If you don't believe me, think about this very hard: I was able to go out in a couple of short trips and create a decent year's curriculum out of stuff that people had discarded. Yes, I seem to have an peculiar talent for that, just as some people can go out and decorate a bathroom beautifully with castoffs, but the point is that the materials are there, and there is so much surplus that we're able to discard them, overlook them; these are the dregs. We have so much, we can't even see what we have. I feel a bit like the Mexicans who hammer Christmas ornaments out of tin cans.

Am I trying to propose wonderful solutions? Recommend that everyone buy all their homeschool books at rummage sales? No...although I think we do worship a bit too often at the altar of new and shiny. Rather...I would like to see more homeschool resources that help us make better use of what we already have. I would like us to be more confident and more resourceful about finding good materials, rather than worrying that something isn't on anybody else's booklist. I would like us as a society (not just homeschoolers) to be less wasteful, and I don't mean about bottles and cans. We ignore what's right there--feeling we need special reading books and packaged science units or the kids just can't learn. Didn't we learn anything from Schoolhouse Rock? Maybe it's time for our own version of Reduce, Re-use, Recycle.

7 comments:

Katie said...

Very good point! I am linking.

Anonymous said...

I just said to my husband the other night: just think how smart we'd be if all we did was read every book we currently have in the house.

Great thoughts!

Jennifer, diaryof1.com

Anonymous said...

Yes!

Anonymous said...

I don't mean to be anonymous, but I'm not sure how to navigate the comments.

I've come via the Carnival: and your post struck something in me.

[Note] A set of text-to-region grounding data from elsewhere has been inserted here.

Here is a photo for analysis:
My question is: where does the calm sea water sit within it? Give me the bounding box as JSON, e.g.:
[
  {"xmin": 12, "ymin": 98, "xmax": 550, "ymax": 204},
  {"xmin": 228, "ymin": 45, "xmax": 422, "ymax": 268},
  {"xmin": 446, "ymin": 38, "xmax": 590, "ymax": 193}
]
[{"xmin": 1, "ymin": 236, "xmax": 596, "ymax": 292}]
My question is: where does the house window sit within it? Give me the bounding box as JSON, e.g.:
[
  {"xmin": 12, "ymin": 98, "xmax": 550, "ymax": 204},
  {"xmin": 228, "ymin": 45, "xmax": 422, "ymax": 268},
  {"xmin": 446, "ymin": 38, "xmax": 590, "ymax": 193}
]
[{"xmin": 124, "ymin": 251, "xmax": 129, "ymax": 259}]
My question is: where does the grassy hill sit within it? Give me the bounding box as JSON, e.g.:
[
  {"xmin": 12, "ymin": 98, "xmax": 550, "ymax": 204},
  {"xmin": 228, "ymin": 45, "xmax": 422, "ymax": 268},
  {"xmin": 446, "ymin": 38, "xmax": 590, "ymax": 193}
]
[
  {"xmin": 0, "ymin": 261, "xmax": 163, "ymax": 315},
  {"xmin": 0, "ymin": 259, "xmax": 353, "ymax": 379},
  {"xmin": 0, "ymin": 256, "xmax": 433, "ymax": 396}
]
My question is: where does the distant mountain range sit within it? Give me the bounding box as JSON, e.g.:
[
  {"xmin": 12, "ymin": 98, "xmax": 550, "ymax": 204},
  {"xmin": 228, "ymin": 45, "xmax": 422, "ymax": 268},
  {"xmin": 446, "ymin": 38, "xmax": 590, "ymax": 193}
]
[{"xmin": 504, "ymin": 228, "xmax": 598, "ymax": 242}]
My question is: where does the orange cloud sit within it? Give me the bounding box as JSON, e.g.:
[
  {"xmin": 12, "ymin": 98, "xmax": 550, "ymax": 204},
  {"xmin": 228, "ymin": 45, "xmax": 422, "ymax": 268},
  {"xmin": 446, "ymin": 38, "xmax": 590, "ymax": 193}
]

I've been homeschooling only two years. I don't know how to use those wonderful resources you are talking about. I have never taught children before. I buy curriculum so I can learn how to teach them. Could it be that you could "teach them all over again" because you have already done it?

And of course, the children grow older and change every year (I only have two: so I don't have the benefit of even knowing how to teach the youngers because I've been there done that with the olders.)

I hope that made sense.

In any event, I'd love to hear what you have to say on how to use these wonderful existing resources. The pocket book can only stretch so far...and mama needs to learn!
Thanks.
Alana

Mama Squirrel said...

Alana: thanks for your thoughtful response! You're right that experience does make a difference, and there are definitely times when having something "right there" to teach with makes the difference between possible and impossible.

I'm already thinking through another post, though, that might explain some of the "how" of what I'm talking about. Stay tuned.

Anonymous said...

I shall stay tuned, now that I've found you!
Thanks for your reply.
Alana

Sebastian said...

I remember reading something in this series when you posted it in a carnival. I'm glad that I've stumbled on it again. What a great statement, that it matters less what we have than what we do with it. I find that I tend to collect books just to have them available, just in case. But I probably don't use half of what I own for school.
Great motivation to make better use of what I have.